# Another caption the photo



## debodun (Jul 19, 2014)




----------



## Sunny (Jul 19, 2014)

"I know, Tex, it's hard. But any relationship between a man and his horse is gonna have a few rocky moments."


----------



## Pappy (Jul 19, 2014)

I know, Mr. Mitchum, but that Pepto Bismol will take hold pretty soon.


----------



## Honey (Jul 19, 2014)

come on, let's try that Two Step again


----------



## Jackie22 (Jul 19, 2014)

"Now, Luke, this is all just part of 'show biz'."


----------



## Falcon (Jul 19, 2014)

C'mon,  let's kiss and make up.


----------



## Honey (Jul 19, 2014)

is that a gun you're carrying or are you just pleased to see me?

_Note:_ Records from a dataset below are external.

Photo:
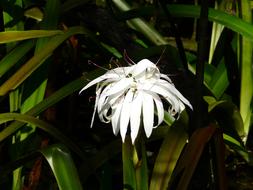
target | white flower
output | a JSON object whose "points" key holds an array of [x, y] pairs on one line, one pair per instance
{"points": [[130, 94]]}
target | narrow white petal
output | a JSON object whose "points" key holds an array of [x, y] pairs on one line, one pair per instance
{"points": [[125, 114], [97, 80], [135, 117], [148, 113], [95, 107], [121, 85], [116, 116], [159, 107]]}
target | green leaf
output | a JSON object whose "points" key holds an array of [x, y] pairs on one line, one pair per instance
{"points": [[25, 71], [129, 177], [190, 11], [14, 56], [141, 25], [13, 36], [142, 169], [191, 155], [56, 97], [168, 155], [219, 81], [63, 167], [245, 57], [5, 117]]}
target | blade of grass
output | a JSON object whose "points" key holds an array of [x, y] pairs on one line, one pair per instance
{"points": [[63, 167], [14, 56], [6, 117], [13, 36], [56, 97], [168, 155], [191, 155], [15, 80], [129, 177], [189, 11], [141, 25], [245, 56]]}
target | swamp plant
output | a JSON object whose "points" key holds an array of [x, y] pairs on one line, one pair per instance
{"points": [[194, 104]]}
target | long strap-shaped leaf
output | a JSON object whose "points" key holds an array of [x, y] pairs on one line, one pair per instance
{"points": [[13, 36], [56, 97], [63, 167], [25, 71], [189, 11], [169, 153], [5, 117]]}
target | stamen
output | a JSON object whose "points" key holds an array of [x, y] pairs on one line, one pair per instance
{"points": [[91, 62], [128, 59]]}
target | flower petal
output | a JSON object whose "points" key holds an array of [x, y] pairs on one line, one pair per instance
{"points": [[148, 113], [116, 115], [159, 108], [97, 80], [121, 85], [98, 91], [125, 114], [135, 115]]}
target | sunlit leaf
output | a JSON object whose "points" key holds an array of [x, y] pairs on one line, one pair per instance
{"points": [[13, 36]]}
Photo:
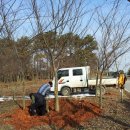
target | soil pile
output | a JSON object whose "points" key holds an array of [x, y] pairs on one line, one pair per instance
{"points": [[73, 114]]}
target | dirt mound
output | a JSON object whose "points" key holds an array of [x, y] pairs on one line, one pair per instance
{"points": [[73, 112]]}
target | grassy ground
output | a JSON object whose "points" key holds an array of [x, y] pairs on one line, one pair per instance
{"points": [[115, 114]]}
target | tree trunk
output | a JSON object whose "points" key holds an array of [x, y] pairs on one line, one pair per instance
{"points": [[56, 93], [100, 85]]}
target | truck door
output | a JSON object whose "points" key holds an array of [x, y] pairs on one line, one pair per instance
{"points": [[77, 78]]}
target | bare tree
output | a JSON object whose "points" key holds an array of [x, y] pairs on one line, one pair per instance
{"points": [[114, 37], [58, 17]]}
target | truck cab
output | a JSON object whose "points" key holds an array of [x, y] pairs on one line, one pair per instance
{"points": [[70, 78]]}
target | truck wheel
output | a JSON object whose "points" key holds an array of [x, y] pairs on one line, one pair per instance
{"points": [[98, 90], [65, 91]]}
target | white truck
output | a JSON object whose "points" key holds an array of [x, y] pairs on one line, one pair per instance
{"points": [[77, 79]]}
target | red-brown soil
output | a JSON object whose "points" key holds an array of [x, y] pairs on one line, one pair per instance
{"points": [[73, 112]]}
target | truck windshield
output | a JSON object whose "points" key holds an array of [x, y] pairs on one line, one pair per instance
{"points": [[62, 73]]}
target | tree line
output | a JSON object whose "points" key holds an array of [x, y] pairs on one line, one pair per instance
{"points": [[35, 62]]}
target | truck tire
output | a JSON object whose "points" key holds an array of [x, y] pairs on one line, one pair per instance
{"points": [[98, 90], [65, 91]]}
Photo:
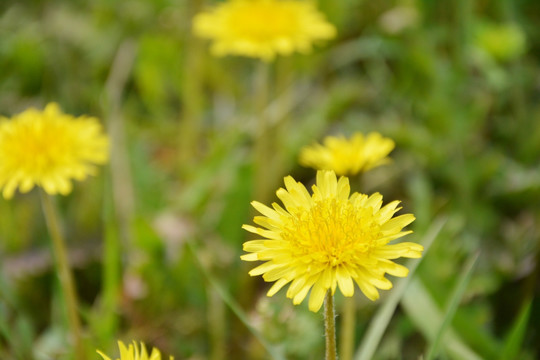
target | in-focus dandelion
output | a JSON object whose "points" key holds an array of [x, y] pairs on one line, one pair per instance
{"points": [[327, 240]]}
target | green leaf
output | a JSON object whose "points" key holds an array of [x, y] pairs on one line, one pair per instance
{"points": [[425, 314], [383, 316], [453, 303]]}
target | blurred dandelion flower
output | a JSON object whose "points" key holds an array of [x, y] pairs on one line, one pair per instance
{"points": [[348, 156], [49, 148], [134, 353], [262, 28], [327, 240]]}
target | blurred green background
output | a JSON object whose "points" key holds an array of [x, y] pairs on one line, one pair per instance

the old jokes are the best:yes:


----------



## SeaBreeze (Jul 19, 2014)

I told you not to eat that whole brownie!


----------



## Meanderer (Jul 19, 2014)

You ate your Rocky Road too fast!


----------



## SifuPhil (Jul 19, 2014)

Not tonight - I have a headache"


----------



## Ina (Jul 19, 2014)

Come on, let's go get you something for that hangover. :tapfoot:


----------



## Denise1952 (Jul 19, 2014)

Help me, I've lost my one, remaining marble  Ok, no worries, what color was it?


----------



## Jillaroo (Jul 19, 2014)

_Oh come on i just want to Tango with you 
_


----------



## Phantom (Jul 20, 2014)

SifuPhil said:


> Not tonight - I have a headache"



You pinched my caption !!


----------



## Meanderer (Jul 20, 2014)




----------



## debodun (Jul 20, 2014)

Whoa, Guy! "Brokeback Mountain" is 59 years away!


----------